Ahirzamanın en büyük fitnesi Deccalizm-Süfyanizmdir.

Mü'min ve Müslüman olarak, kulağımızı ve kalbimizi açık tutarsak, âyet-i kerimeler ve hadis-i şerifler, fitnelerin mahiyetini ortaya koymuşlardır.

İşte sayısını bilemediğimiz hadis-i şeriflerden sadece iki tanesi:

"Din; dünya menfaatine alet edilince, fitneler zuhur eder."

"Fitneler artmadıkça, kıyamet kopmaz."

Maraşlı merhum Âşık Hüdaî ne güzel demiş:

"Faydası olmayan bahardan, yazdan, yüce dağ başının kışı makbuldür.

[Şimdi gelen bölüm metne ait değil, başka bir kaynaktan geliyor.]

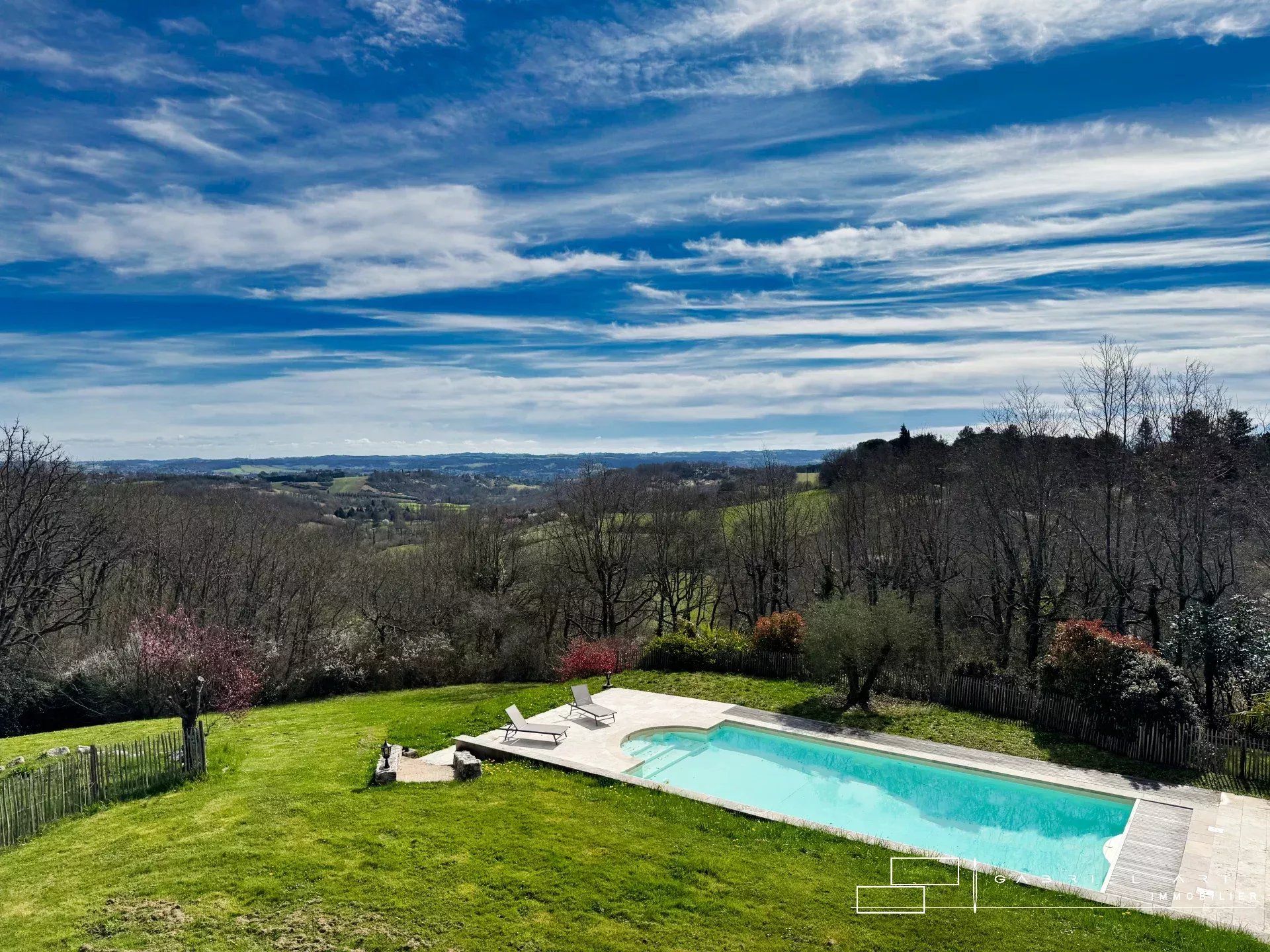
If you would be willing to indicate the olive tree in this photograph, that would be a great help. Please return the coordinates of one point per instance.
(854, 641)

Cahilin yaptığı sözden sohbetten; âlimin hayali, düşü makbuldür."

Hele bir âlim ki; sözü, izi ve yazısı hep Kur'ânî ve Peygamberî olsa...

Hele bir âlim ki; bize "hayal ve düş" gibi gelen beyanları bile hakikatın ta kendisi olsa...

Hele bir âlim ki, siyaset ve içtimaîyat üzerine yazdıkları da, istikbâle ait beyanları da, düş ve hayalden uzak hakikatler olsa...

Ahirzaman müceddidi ve Kur'an müfessiri olan bu âlimin beyanları ışığında neşriyat yapan bir gazetemiz var ki; herkes bu gazeteyi tanıyıp okumasa da, bu gazete herkesi ve her kesimi okuyor. Herkesi anlamaya, yardımcı olmaya çalışıyor. Toplumun her kesimine; zenginlere, fakirlere, çocuklara, gençlere, ihtiyarlara, hastalara, musîbetzedelere, ilim ve irfan ehline, akademisyenlere ve siyasetçilere, hülâsa herkese ayrı ayrı manevî ve fikrî reçeteler sunuyor.